The age of the MCO: Michael Edwards' Liverpool return shows FSG plan, and the Manchester City 'feeder club' that never was
Liverpool owners Fenway Sports Group are the latest to pursue a multi-club strategy
Back in 1996, Manchester City Football Club looked very different from the one that exists today.
Last season, Pep Guardiola’s City claimed a remarkable treble, winning the Champions League for the first time, the Premier League, and the FA Cup. The same could be achieved again this season come the end of May.
Since the takeover of the club by United Arab Emirates royalty in Sheikh Mansour bin Zayed al Nahyan’s City Football Group in 2008, the club has been transformed to emerge from the shadow of its neighbours Manchester United to become the dominant force in not only the city but the English game.
A club that now sees revenues of £713m, the highest in English football, and profits of £80.4m, also boasts a network of 12 football clubs around the world that the owners have significant stakes in, with City Football Group having become the most prominent multi-club ownership group in global football.
The 1996 version of Manchester City was somewhat different.
The summer of 1996 saw City, then in the surrounds of a Maine Road home that needed updating, preparing for life in Football League First Division having fallen through the Premier League’s relegation trapdoor at the end of the 1995/96 season.

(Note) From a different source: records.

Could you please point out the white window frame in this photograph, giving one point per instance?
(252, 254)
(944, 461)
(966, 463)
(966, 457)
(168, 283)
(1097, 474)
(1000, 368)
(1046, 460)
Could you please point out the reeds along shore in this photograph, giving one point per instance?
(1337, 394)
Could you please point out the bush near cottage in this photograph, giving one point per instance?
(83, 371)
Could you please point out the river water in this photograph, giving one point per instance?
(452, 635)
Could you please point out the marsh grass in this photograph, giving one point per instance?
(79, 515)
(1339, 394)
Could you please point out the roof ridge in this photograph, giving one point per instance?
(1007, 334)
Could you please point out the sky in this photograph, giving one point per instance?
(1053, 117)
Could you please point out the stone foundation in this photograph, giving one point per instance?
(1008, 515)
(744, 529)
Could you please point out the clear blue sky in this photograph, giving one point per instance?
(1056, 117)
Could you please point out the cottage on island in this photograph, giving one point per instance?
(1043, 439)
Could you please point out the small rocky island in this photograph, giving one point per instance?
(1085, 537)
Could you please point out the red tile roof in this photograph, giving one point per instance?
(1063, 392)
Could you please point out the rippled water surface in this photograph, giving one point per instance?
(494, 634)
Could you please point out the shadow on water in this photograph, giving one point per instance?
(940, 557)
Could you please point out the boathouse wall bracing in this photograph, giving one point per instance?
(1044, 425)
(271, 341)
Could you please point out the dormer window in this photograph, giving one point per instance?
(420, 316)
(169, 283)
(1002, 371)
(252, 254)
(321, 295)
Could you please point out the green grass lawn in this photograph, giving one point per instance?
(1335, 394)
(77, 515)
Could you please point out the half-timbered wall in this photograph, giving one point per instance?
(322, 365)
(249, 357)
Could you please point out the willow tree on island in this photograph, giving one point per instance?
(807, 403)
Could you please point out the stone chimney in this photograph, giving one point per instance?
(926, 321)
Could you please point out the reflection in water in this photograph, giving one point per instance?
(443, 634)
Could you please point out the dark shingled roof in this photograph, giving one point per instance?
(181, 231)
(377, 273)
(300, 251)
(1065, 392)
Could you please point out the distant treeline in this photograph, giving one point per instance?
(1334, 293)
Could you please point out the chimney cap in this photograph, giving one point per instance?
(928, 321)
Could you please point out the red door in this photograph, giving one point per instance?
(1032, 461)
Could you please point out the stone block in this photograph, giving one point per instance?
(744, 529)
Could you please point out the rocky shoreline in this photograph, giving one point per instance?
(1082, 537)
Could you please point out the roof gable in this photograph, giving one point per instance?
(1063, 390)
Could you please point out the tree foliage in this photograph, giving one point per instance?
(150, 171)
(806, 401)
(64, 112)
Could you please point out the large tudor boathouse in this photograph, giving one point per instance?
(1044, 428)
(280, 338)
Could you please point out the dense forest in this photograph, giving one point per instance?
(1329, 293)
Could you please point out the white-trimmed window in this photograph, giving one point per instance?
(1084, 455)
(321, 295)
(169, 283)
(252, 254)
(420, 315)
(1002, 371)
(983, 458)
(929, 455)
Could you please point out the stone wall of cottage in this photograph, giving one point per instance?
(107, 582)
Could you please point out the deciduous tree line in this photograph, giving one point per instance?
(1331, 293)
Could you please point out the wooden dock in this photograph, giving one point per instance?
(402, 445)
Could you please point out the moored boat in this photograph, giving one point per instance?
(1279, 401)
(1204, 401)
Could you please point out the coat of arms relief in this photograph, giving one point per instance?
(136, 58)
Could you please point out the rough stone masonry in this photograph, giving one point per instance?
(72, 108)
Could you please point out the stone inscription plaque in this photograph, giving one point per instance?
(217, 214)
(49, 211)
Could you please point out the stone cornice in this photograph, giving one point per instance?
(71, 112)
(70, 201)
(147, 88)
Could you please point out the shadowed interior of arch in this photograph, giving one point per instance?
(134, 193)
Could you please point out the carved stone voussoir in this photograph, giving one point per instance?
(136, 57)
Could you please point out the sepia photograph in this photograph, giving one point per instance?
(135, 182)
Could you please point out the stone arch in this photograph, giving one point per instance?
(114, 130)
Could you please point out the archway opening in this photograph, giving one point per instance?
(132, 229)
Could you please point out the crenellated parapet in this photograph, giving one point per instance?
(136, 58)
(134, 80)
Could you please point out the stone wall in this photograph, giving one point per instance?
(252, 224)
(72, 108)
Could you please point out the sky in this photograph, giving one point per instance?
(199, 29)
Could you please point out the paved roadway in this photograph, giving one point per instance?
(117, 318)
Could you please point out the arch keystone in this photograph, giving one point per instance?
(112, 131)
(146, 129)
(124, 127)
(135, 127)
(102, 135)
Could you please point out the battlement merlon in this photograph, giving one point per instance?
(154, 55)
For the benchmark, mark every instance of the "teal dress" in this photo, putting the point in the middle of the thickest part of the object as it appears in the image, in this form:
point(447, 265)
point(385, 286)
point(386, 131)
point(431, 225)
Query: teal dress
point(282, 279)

Then chairman, the late Francis Lee, had been in talks with a number of potential suitors over a potential takeover deal of the debt-laden club, with rumoured bidders including a Saudi prince, Norwegian fish food and shipping magnates, and even long-time Wigan Athletic owner Dave Whelan, who denied the links.
But one person who was in the frame was Manchester property developer Mark Guterman, the owner of Third Division Chester City, the team this scribe has followed since the age of four.
Guterman was understood to be fronting the bid for a wider consortium, but one of the key aspects of this particular proposal was that the consortium wanted to bring Chester City into the fold, for it to act as a feeder club to Manchester City.